Sialadenoma papilliferum is a tumor characterized by surface papillary projections and glandular/microcystic proliferation at the lesion base. Cases in which surface involvement is absent have been termed "sialadenoma papilliferum-like intraductal papillary tumor." Similar tumors that are present in the mandible have been termed "tubulopapillary hidradenoma-like tumor of the mandible." While previously considered benign, these tumors demonstrate variable clinical behavior and likely exist on a spectrum, rather than as discrete entities. In this study, we present a detailed clinicopathologic and molecular analysis of these lesions and propose a unifying diagnostic term: sialadenopapillary ductal tumor (SDT).
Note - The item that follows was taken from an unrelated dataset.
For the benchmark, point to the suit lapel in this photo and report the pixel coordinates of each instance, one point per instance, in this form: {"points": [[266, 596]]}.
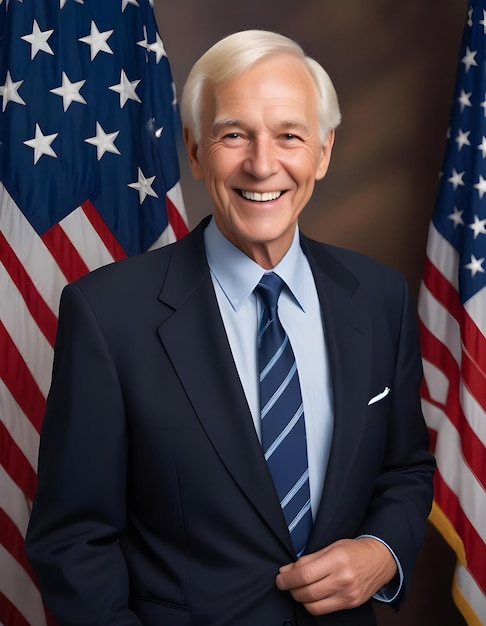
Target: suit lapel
{"points": [[194, 337], [348, 344]]}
Twenty-two cases with similar histologic features were reviewed, with special attention being paid to the clinicopathologic features. Immunohistochemistry for BRAF V600E and molecular testing were performed where material was available. The cases had varying diagnoses, ranging from benign to malignant. Six cases involved bone, 1 of which metastasized to a local lymph node. Of the 20 cases tested for BRAF V600E by immunohistochemistry, 18 were positive. Molecular testing was performed in 5 cases, where BRAF, PTPN11, and PIK3CA mutations were identified, predominantly members of the RAS-RAF-MEK-ERK pathway. In addition, 1 case was reclassified as an intraductal carcinoma after the identification of an NCOA4::RET gene fusion. Tumors on the SDT spectrum all share morphologic and molecular commonalities with unreliable distinguishing features. These tumors demonstrate the potential for aggressive local growth and regional metastasis. We propose a unifying diagnostic term for these lesions to reflect their common morphologic and molecular features and, most importantly, low malignant potential.